Oggi, ma nel 1905, a Roma, Papa Pio X, promulgava la lettera enciclica “Il fermo proposito”, diretta ai vescovi italiani, che regolamentava lo sviluppo dell’Azione cattolica, associazione laica, fondata da Mario Fani e Giovanni Acquaderni, approvata, il 2 maggio 1868, dal pontefice Pio IX, con il Breve apostolico “Dum filii Belial”. L’Ac, nelle intenzioni del Santo padre Giuseppe Sarto-, di Riese, in provincia di Treviso, classe 1835, eletto sul soglio di san Pietro il 4 agosto 1903- avrebbe dovuto collaborare maggiormente con le gerarchie ecclesiastiche, inserendosi meglio nel contesto storico di quel torno di tempo. Viepiù per un maggior impegno politico ed elettorale.

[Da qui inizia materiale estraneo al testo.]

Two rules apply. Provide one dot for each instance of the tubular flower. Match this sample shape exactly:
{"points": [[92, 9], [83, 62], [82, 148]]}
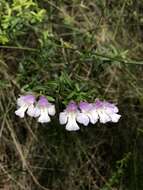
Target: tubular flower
{"points": [[42, 110], [87, 114], [69, 117], [24, 103], [106, 111]]}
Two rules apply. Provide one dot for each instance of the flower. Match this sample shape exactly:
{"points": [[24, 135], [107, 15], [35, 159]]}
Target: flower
{"points": [[69, 117], [106, 111], [24, 103], [87, 114], [42, 110]]}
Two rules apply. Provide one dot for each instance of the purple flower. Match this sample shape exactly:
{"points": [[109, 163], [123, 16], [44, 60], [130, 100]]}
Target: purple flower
{"points": [[69, 117], [87, 114], [106, 111], [42, 110], [24, 103]]}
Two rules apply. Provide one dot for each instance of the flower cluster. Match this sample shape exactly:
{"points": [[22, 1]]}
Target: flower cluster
{"points": [[83, 113], [41, 109]]}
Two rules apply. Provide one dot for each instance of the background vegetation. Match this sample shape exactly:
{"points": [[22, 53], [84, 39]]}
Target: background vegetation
{"points": [[71, 50]]}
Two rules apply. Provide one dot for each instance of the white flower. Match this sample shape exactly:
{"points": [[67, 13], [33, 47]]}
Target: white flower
{"points": [[106, 111], [24, 103], [69, 117], [42, 110], [87, 114]]}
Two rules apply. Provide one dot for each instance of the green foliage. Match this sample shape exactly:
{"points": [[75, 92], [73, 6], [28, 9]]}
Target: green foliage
{"points": [[17, 17], [115, 179], [71, 50]]}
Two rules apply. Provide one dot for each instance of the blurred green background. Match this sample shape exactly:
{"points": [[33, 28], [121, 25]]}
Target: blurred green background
{"points": [[71, 50]]}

Con tale mossa Pio X (nella foto, particolare, intento a licenziare il suo documento) si ricollegava alla enciclica, detta sociale, del 15 maggio 1891, di Leone XIII, “Rerum novarum”, letteralmente “Delle cose nuove”. Quella era stata fondamentale perché, per la prima volta, il Vaticano aveva assunto posizione netta verso le questioni sociali, dando in tal senso origine alla “dottrina sociale” della Chiesa.

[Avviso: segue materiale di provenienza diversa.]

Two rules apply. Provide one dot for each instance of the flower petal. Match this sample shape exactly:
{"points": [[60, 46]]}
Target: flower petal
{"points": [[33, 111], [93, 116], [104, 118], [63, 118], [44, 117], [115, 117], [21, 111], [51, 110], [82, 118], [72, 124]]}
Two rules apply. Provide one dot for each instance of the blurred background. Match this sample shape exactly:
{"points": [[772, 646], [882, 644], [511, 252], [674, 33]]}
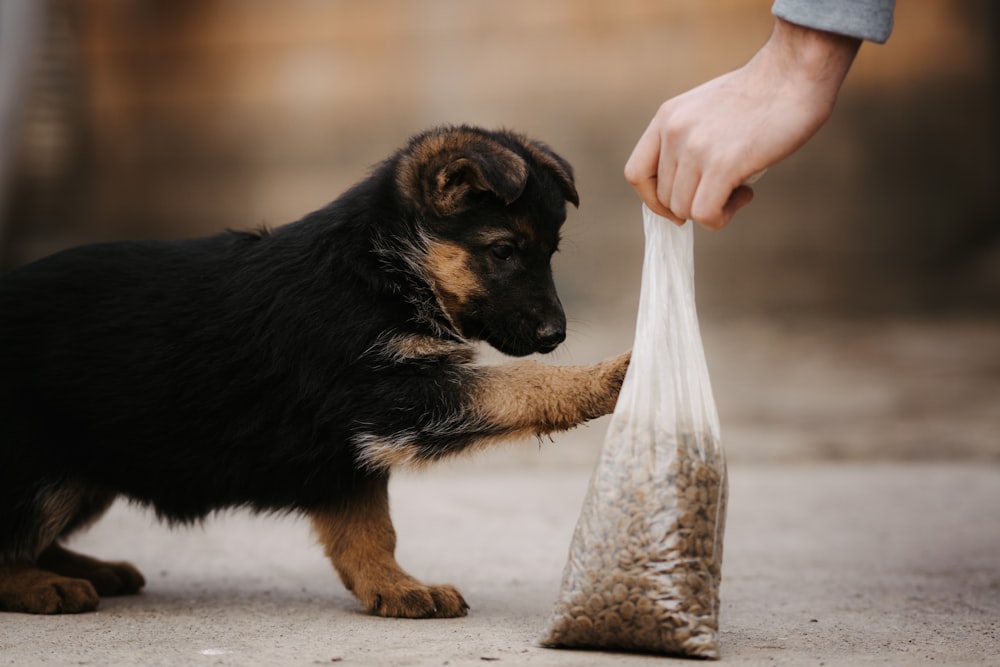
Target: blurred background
{"points": [[852, 311]]}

“Il fermo proposito” tentava di scavallare la spinosa situazione creatasi per la “questione romana”, dopo la presa di Roma del 20 settembre 1870, attraverso la Breccia di Porta Pia. Il 18 giugno 1874 Pio IX, nel discorso alle Opere cattoliche, aveva formulato il “Non expedit”, ovvero “Non conviene”, con il quale la Santa sede aveva bollato come inaccettabile la partecipazione dei cattolici all’appuntamento con le urne per il rinnovo della Camera dei deputati del regno d’Italia, dell’8 e 15 novembre di quel 1874.

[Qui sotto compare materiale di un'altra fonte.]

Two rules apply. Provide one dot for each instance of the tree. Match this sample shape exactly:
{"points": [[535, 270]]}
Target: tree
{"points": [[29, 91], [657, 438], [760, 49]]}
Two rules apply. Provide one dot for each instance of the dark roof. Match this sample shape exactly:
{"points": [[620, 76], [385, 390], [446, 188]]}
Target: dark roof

Conseguentemente ciò aveva tagliato fuori i cattolici dall’agone politico della neonata Italia unificata. Spingendo sull’agire dell’Azione cattolica, Pio X mirava a stemperare la frattura tra i fedeli osservanti e la realtà socio-politica nella quale si trovavano immersi una volta usciti dai luoghi di culto.